Editor’s note: This column was modified from its original print version:
Carson City is an Old West capital with a rich historical heritage, something city supervisors and the Historic Commission should keep in mind as they make plans to revitalize and “re-brand” the downtown core of Nevada’s capital city.
While I applaud businesses and entrepreneurs who are willing to invest their own money in downtown Carson, rather than asking taxpayers to finance their redevelopment projects, I urge them to retain the historic character of our town. I write this after examining preliminary plans for the Capitol Mall “innovation district” project just north of the Carson Nugget.
According to developers, led by the Chicago-based MacCompany, the ambitious project includes a 150-room hotel, a companion tech conference center, two office structures, two parking garages, retail shops and bistros, “and an amenity-filled green space plaza for community gatherings.” At first glance, it looked a lot like the first draft of the old taxpayer-financed Nugget Project, which was decisively defeated at the polls in 2012. The difference is they’re not playing with our money this time around, and that’s a good thing.
What I don’t see in these preliminary plans, however, is any recognition of downtown Carson’s historic heritage. What I do see is upscale, yuppified development designed to attract young “millennial” shoppers and tourists. That’s all well and good but developers shouldn’t forget their core constituency – people who have lived and worked in Carson for more than 5 or 10 years.
Therefore, developers should ensure new buildings are compatible with local historic landmarks like the Capitol Building, the St. Charles Hotel, the Laxalt Building and the State Museum. Because the venerable Nugget is to be adjacent to the proposed Capitol Mall, it’s re-branding itself to appeal to a younger crowd. The casino’s popular coffee shop is now “The Eatery” featuring “healthy” food and it shares space with the new “Alatte” coffee and wine bar.

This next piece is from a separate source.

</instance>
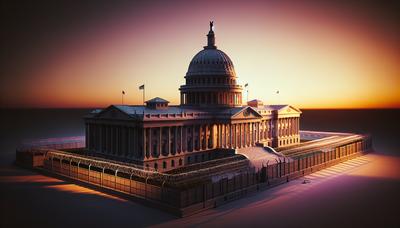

Apparently, “millennials” love kale, tofu and fancy cups of coffee.
“It’s exciting, it’s new and it’s centered on guest services,” said Nugget CEO Dean DiLullo. Of course I wish him well.
MacCompany’s local partners, City Supervisor Brad Bonkowski’s NAI Alliance and the Northern Nevada Development Authority (NNDA), should ensure the Chicago investors understand our local history and heritage and the importance of retaining the Old West character of downtown Carson. A cautionary note: There are those who want to turn downtown Carson into a pale replica of a pretentious Marin County “village.” I have news for those folks: Carson isn’t Sausalito and thankfully, is never going to be. As some of us old-timers like to say, We don’t care how you do it in California. Let’s just say no to the Californication of Carson City, even though some of our favorite people live over there.
Noted Nevada author and historian Stanley Paher, who recently published an elegant coffee table book titled “Nevadans, the Spirit of the Silver State,” has urged us to treasure our frontier heritage. “The state’s prosperity speaks for itself,” he wrote, “but Nevada’s heritage cannot protect itself from untoward invasion. We must forever embrace Nevada values, because they are tried and true.” Amen!
I hope local and out-of-town investors will keep Paher’s words in mind as they design and develop the ambitious Capitol Mall project in order to preserve the pioneer spirit of our historic capital city.
Guy W. Farmer has been a Carson City resident since 1962.